ABSTRACT
Introduction: The Adhesion and Degranulation promoting Adaptor Protein (ADAP) is phosphorylated upon T cell activation and acts as a scaffold for the formation of a signaling complex that integrates molecular interactions between T cell or chemokine receptors, the actin cytoskeleton, and integrin-mediated cellular adhesion and migration.
Areas covered: This article reviews current knowledge of the functions of the adapter protein ADAP in T cell signaling with a focus on the role of individual phosphotyrosine (pY) motifs for SH2 domain mediated interactions. The data presented was obtained from literature searches (PubMed) as well as the authors own research on the topic.

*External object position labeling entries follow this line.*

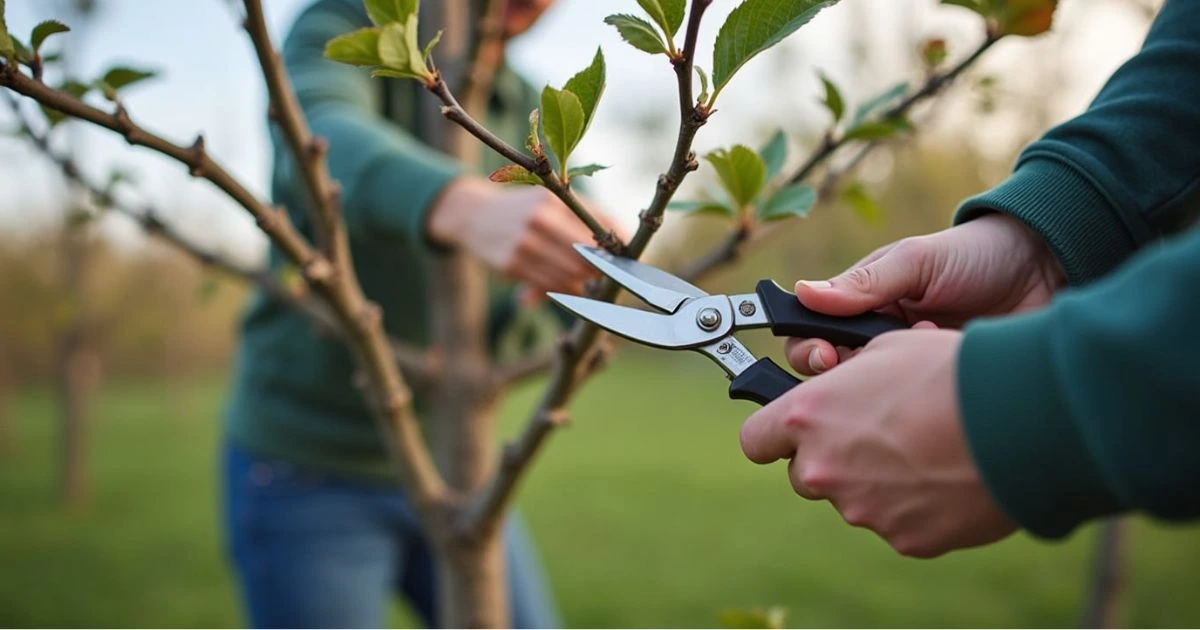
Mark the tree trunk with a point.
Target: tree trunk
(472, 579)
(1105, 600)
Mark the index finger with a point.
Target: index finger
(768, 436)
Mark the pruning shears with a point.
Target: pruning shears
(696, 321)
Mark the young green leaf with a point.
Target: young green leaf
(871, 106)
(833, 100)
(357, 48)
(862, 203)
(588, 85)
(879, 131)
(702, 208)
(120, 77)
(514, 174)
(383, 12)
(742, 173)
(45, 30)
(399, 54)
(639, 33)
(774, 154)
(429, 48)
(792, 201)
(534, 141)
(562, 121)
(586, 171)
(6, 47)
(756, 25)
(666, 13)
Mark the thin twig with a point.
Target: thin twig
(539, 166)
(577, 355)
(525, 369)
(337, 286)
(831, 144)
(307, 150)
(729, 250)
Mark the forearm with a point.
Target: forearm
(1127, 171)
(1090, 407)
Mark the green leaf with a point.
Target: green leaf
(429, 48)
(562, 121)
(45, 30)
(774, 154)
(639, 33)
(703, 84)
(586, 171)
(833, 100)
(6, 47)
(756, 25)
(121, 77)
(399, 54)
(589, 85)
(879, 131)
(702, 208)
(792, 201)
(871, 106)
(514, 174)
(742, 172)
(534, 141)
(862, 203)
(383, 12)
(666, 13)
(358, 48)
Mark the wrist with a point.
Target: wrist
(449, 216)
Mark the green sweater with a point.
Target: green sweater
(1091, 407)
(293, 395)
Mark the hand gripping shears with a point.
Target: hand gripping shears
(696, 321)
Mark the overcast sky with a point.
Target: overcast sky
(210, 83)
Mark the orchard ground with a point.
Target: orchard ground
(645, 509)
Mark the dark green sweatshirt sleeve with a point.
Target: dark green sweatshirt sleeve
(389, 179)
(1091, 406)
(1125, 172)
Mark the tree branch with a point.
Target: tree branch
(538, 166)
(730, 247)
(577, 355)
(336, 285)
(307, 150)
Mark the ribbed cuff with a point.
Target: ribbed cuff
(1066, 208)
(1020, 431)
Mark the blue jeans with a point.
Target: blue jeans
(311, 550)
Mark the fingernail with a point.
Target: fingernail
(816, 363)
(819, 285)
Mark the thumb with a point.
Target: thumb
(865, 287)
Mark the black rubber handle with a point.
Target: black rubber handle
(789, 318)
(762, 383)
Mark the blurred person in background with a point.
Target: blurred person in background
(318, 532)
(1053, 378)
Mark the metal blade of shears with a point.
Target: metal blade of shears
(667, 331)
(658, 288)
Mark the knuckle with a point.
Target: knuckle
(864, 279)
(817, 475)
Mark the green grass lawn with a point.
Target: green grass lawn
(645, 509)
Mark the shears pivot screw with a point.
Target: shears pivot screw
(708, 318)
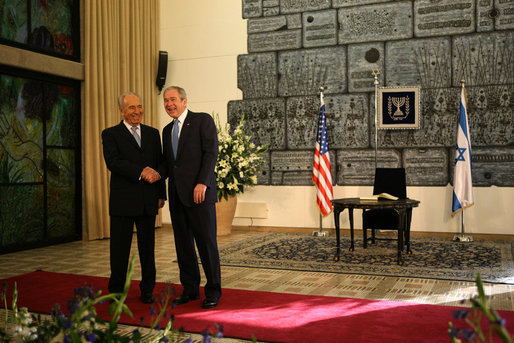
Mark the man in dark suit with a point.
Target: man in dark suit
(132, 152)
(190, 150)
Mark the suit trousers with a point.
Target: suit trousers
(121, 240)
(190, 225)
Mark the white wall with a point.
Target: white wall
(203, 39)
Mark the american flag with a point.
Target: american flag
(322, 173)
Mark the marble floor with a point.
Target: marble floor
(92, 258)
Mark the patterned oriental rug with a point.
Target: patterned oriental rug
(431, 257)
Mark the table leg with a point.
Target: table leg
(338, 235)
(407, 230)
(350, 214)
(401, 221)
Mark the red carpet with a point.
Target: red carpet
(272, 317)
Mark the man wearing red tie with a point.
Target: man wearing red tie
(132, 152)
(190, 150)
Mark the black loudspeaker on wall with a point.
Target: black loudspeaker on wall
(162, 70)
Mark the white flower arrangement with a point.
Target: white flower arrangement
(239, 160)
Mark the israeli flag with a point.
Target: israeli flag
(462, 185)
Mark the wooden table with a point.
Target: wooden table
(402, 206)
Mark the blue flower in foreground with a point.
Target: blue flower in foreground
(454, 332)
(91, 337)
(468, 334)
(460, 314)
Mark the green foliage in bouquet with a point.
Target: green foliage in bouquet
(81, 324)
(483, 322)
(239, 160)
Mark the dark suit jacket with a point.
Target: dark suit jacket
(196, 158)
(130, 196)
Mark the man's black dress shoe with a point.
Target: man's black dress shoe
(184, 299)
(210, 302)
(147, 298)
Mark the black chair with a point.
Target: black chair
(392, 181)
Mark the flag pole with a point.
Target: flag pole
(463, 237)
(375, 73)
(320, 233)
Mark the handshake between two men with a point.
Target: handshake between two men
(150, 175)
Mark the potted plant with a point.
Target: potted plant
(239, 161)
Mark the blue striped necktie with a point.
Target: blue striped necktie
(174, 137)
(136, 136)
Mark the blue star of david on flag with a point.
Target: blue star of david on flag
(462, 183)
(460, 154)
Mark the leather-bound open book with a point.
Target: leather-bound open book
(375, 197)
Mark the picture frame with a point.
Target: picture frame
(398, 108)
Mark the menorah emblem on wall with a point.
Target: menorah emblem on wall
(398, 107)
(398, 102)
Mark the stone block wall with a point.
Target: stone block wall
(297, 46)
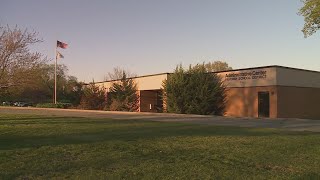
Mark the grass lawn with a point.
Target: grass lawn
(38, 147)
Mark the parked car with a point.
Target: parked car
(22, 104)
(7, 103)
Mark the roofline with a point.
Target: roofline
(241, 69)
(271, 66)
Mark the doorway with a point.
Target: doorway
(263, 104)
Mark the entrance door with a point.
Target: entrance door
(263, 104)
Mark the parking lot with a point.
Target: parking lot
(280, 123)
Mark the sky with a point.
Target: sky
(149, 37)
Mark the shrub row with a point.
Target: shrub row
(52, 105)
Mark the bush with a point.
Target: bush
(123, 95)
(194, 91)
(93, 98)
(52, 105)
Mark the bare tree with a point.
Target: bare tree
(17, 63)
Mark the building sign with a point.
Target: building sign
(247, 75)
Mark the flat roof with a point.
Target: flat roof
(241, 69)
(271, 66)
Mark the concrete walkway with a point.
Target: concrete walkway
(282, 123)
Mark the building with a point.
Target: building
(268, 91)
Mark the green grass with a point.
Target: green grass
(36, 147)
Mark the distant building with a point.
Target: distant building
(268, 91)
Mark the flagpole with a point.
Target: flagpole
(55, 78)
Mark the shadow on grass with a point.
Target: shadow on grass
(115, 130)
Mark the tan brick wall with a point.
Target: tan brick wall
(147, 98)
(243, 102)
(298, 102)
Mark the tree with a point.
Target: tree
(194, 91)
(93, 97)
(311, 13)
(217, 66)
(18, 65)
(123, 95)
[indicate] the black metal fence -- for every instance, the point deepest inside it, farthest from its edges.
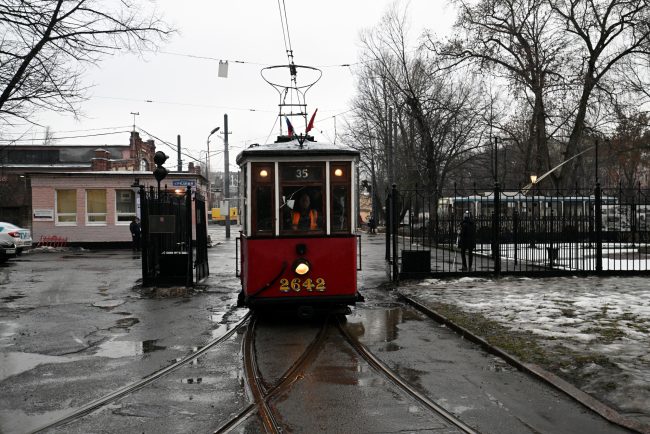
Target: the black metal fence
(168, 249)
(524, 231)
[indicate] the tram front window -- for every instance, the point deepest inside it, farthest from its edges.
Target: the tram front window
(302, 209)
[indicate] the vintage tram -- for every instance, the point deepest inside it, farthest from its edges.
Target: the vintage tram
(297, 248)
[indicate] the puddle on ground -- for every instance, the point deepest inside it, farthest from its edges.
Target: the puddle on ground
(126, 322)
(14, 363)
(115, 349)
(17, 421)
(198, 380)
(109, 304)
(11, 298)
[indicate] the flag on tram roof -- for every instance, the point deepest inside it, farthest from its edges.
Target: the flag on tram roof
(311, 122)
(290, 130)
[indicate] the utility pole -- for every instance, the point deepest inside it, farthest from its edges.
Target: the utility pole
(179, 166)
(389, 132)
(226, 174)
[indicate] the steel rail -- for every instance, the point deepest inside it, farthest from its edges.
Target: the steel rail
(128, 389)
(380, 366)
(254, 382)
(293, 374)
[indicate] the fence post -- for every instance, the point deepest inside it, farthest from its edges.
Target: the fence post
(189, 276)
(388, 226)
(496, 224)
(515, 232)
(599, 228)
(395, 224)
(144, 235)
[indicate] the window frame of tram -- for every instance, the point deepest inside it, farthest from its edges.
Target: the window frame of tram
(297, 179)
(263, 194)
(340, 175)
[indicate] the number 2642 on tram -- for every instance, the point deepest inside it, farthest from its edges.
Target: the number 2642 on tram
(298, 243)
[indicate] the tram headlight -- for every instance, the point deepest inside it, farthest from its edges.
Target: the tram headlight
(301, 266)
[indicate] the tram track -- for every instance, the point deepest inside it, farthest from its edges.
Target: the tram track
(133, 387)
(533, 370)
(396, 379)
(261, 392)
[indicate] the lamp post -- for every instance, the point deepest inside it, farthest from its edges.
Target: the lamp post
(207, 168)
(533, 181)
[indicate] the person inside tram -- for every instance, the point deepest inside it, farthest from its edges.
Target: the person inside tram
(304, 217)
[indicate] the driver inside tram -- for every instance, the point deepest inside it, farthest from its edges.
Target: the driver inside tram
(305, 217)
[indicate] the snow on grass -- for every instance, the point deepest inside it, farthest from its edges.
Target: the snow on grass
(602, 322)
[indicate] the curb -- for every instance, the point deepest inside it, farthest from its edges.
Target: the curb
(536, 371)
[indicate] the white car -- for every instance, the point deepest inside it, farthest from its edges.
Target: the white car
(7, 247)
(22, 237)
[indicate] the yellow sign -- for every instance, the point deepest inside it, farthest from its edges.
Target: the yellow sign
(298, 285)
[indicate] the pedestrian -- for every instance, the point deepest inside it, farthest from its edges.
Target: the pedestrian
(467, 241)
(135, 233)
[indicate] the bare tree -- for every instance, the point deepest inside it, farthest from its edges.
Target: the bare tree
(607, 32)
(46, 43)
(519, 42)
(436, 113)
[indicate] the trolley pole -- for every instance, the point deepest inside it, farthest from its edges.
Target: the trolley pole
(226, 174)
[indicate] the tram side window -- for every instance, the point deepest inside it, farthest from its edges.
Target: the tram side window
(340, 209)
(264, 195)
(340, 197)
(262, 200)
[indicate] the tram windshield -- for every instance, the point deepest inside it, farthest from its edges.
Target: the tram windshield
(301, 186)
(308, 204)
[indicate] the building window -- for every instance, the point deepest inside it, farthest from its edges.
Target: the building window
(96, 207)
(66, 207)
(124, 206)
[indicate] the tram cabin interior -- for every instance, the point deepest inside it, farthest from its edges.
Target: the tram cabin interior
(306, 198)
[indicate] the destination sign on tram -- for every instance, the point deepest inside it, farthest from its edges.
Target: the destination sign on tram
(301, 173)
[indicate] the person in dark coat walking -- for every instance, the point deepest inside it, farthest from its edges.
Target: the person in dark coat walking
(135, 233)
(467, 241)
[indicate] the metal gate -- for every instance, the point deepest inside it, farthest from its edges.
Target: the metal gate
(526, 232)
(201, 246)
(167, 248)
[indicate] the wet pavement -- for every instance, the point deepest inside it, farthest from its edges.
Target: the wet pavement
(74, 326)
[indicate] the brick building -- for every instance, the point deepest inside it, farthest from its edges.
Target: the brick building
(81, 192)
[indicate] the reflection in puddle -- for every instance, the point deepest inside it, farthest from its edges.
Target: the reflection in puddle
(8, 329)
(377, 325)
(109, 304)
(115, 349)
(10, 298)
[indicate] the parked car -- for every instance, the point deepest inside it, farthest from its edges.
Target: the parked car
(22, 237)
(7, 247)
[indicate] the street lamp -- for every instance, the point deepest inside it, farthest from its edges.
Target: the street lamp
(207, 167)
(533, 181)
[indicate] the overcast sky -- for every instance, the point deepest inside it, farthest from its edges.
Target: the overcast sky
(176, 94)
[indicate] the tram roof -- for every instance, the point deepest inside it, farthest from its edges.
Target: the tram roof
(286, 147)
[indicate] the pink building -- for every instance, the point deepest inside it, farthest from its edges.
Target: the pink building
(95, 207)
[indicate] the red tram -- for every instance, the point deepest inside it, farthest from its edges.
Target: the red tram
(298, 242)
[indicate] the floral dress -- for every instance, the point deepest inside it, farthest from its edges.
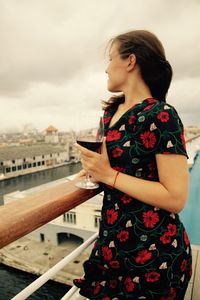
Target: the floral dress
(142, 252)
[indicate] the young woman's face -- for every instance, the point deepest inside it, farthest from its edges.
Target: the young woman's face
(116, 70)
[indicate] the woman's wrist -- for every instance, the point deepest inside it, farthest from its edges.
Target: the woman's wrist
(111, 177)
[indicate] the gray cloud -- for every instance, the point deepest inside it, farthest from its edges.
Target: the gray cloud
(52, 55)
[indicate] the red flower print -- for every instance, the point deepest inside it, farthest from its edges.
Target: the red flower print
(148, 107)
(165, 238)
(126, 199)
(111, 216)
(183, 140)
(151, 166)
(129, 285)
(150, 218)
(113, 283)
(151, 176)
(152, 276)
(97, 288)
(151, 100)
(163, 116)
(107, 119)
(113, 135)
(172, 293)
(132, 119)
(114, 264)
(117, 152)
(107, 253)
(143, 256)
(183, 265)
(171, 229)
(186, 239)
(123, 236)
(148, 139)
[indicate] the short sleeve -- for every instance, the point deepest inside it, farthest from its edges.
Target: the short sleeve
(169, 131)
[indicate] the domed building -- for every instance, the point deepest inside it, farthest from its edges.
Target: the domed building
(51, 136)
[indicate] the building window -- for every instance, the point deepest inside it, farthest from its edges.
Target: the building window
(97, 221)
(70, 217)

Expert commentary: ADAP can be regarded as a paradigmatic example of how tyrosine phosphorylation sites serve as dynamic interaction hubs. Molecular crowding at unstructured and redundant sites (pY595, pY651) is contrasted by more specific interactions enabled by the three-dimensional environment of a particular phosphotyrosine motif (pY571).
Declaration of interest
This work was supported by the DFG grants SFB 854 (B19, B12 and B10), SFB958 (Z3) and SFB765 (C4). The authors have no other relevant affiliations or financial involvement with any organization or entity with a financial interest in or financial conflict with the subject matter or materials discussed in the manuscript apart from those disclosed.